Utility patents are granted to protect inventions

which are:

new, based on an inventive step and capable of exploitation in industry.

 

The following are not considered eligible for protection:

 

  • Discoveries, scientific theories and mathematical models;

 

  • Aesthetic designs;

 

  • Plans, rules and methods for intellectual activities, for games and business activities, as well as programs for data processing systems;

 

  • Reproductions of information.

 

 

Utility patents are furthermore not granted for:

 

  • Inventions whose publication or utilisation would be contrary to public policy, such contravention cannot however be assumed solely from the fact that the utilisation of the invention is forbidden by law or other administrative regulations;

 

  • Plant or animal species;

 

  • Methods.

 

Novelty:

 

The object of a utility patent is considered new, if it does not belong to the current state of the art. The state of the art comprises all knowledge which has been made accessible to the public by way of written or oral description, by way of utilisation anywhere in the world, or in any other way before the date governing the rank of the application (date of application or priority date).

 

  • it is demanded that the invention be a worldwide novelty

 

Inventive step:

 

An inventive step can be assumed, if the invention is not the result of purely craft skills.

 

Capability of exploitation in industry:

 

The object of a utility patent is considered capable of exploitation in industry, if it can be produced or used in any field of industry, including, for example, agriculture and forestry.

 

Effect of the registration of a utility patent:

 

The registration of a utility patent has the effect, that the holder alone is entitled to utilise the object of the utility patent.
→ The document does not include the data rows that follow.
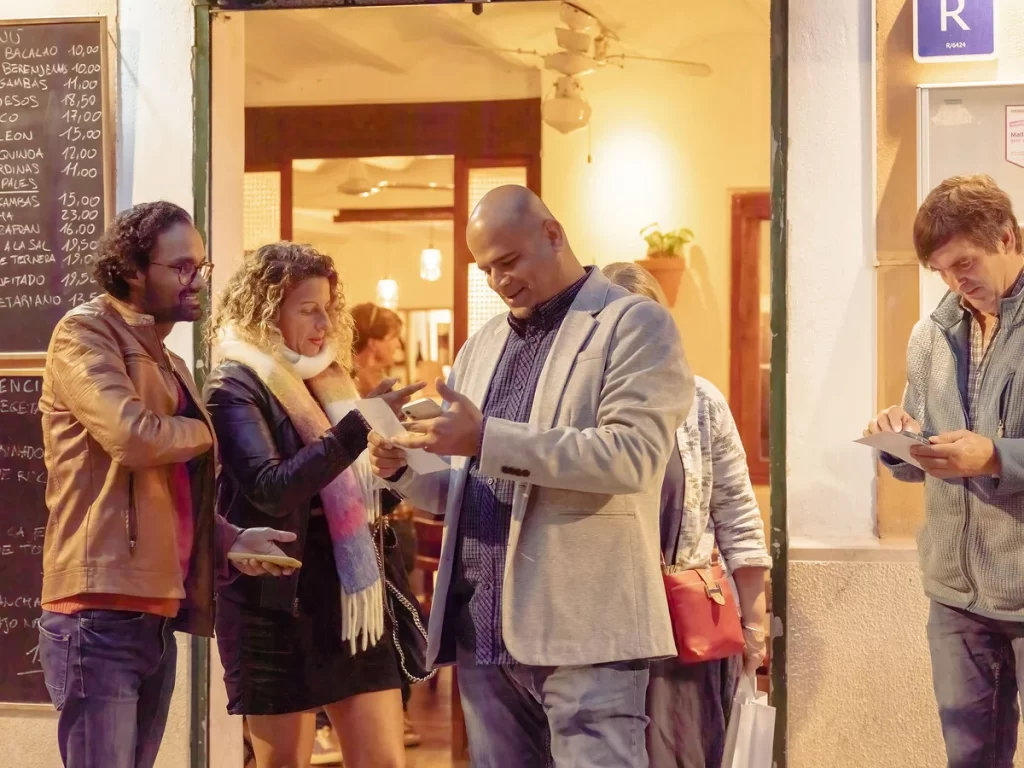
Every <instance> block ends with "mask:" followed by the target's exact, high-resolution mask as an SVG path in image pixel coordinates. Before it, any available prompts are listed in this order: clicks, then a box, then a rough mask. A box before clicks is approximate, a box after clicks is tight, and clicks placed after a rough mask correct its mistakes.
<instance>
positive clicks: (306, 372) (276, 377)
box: [217, 329, 384, 653]
mask: <svg viewBox="0 0 1024 768" xmlns="http://www.w3.org/2000/svg"><path fill="white" fill-rule="evenodd" d="M217 349H218V352H219V355H220V357H222V358H224V359H230V360H234V361H237V362H241V364H243V365H245V366H248V367H249V368H251V369H252V370H253V371H254V372H255V373H256V375H257V376H259V378H260V381H262V382H263V383H264V384H265V385H266V387H267V389H269V390H270V392H271V393H272V394H273V396H274V397H276V398H278V400H279V401H280V402H281V404H282V407H283V408H284V409H285V412H286V413H287V414H288V417H289V419H291V421H292V424H293V425H294V426H295V429H296V430H297V431H298V433H299V435H300V436H301V437H302V439H303V441H304V442H305V443H306V444H308V443H310V442H314V441H316V440H318V439H319V438H321V437H322V436H323V435H324V433H325V432H327V431H328V430H329V429H330V428H331V426H332V425H334V424H337V423H338V422H339V421H341V419H342V418H344V417H345V415H347V414H348V413H349V412H350V411H351V410H352V409H353V408H354V403H355V400H356V399H358V393H357V392H356V391H355V385H354V383H353V382H352V379H351V377H350V376H349V375H348V374H347V373H346V372H345V371H344V370H343V369H342V368H341V366H339V365H338V364H337V362H336V361H335V355H334V350H333V349H330V348H327V347H325V349H324V351H322V352H321V353H319V354H317V355H316V356H315V357H307V356H303V355H299V354H297V353H295V352H294V351H292V350H291V349H288V348H287V347H282V349H281V352H279V353H278V354H276V355H271V354H270V353H268V352H266V351H264V350H262V349H258V348H257V347H255V346H254V345H252V344H250V343H248V342H246V341H244V340H243V339H241V338H240V337H239V335H238V333H237V332H236V331H233V330H232V329H225V330H224V331H222V332H221V334H220V338H219V340H218V347H217ZM372 488H373V477H372V474H371V471H370V466H369V463H368V462H367V461H366V454H364V455H362V456H360V458H359V459H358V460H357V461H356V462H355V463H354V464H352V465H351V466H349V467H348V468H347V469H345V471H343V472H342V473H341V474H340V475H338V476H337V477H336V478H334V480H332V481H331V482H330V483H329V484H328V485H327V487H325V488H324V489H323V490H321V494H319V497H321V501H322V502H323V504H324V514H325V516H326V517H327V522H328V528H329V530H330V531H331V544H332V546H333V549H334V562H335V566H336V567H337V569H338V580H339V581H340V582H341V636H342V639H343V640H347V641H348V643H349V647H350V648H351V651H352V653H355V652H356V651H357V650H360V649H361V650H366V648H368V647H370V646H372V645H375V644H376V643H377V641H378V640H379V639H380V637H381V635H382V634H383V632H384V600H383V591H382V585H381V579H380V571H379V569H378V566H377V555H376V551H375V549H374V540H373V537H372V536H371V535H370V526H369V524H368V523H369V522H372V521H373V518H374V516H375V514H376V510H375V506H374V504H373V490H372Z"/></svg>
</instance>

All third parties are forbidden, without the permission of the holder, to manufacture, offer for sale, bring into circulation or utilise any product covered by the utility patent, or likewise to import or possess such a product for any of the said purposes.

 

Representative:

 

Persons who are not resident and also have no offices in the country must nominate a locally appointed patent lawyer or legal counsel to handle the application on their behalf.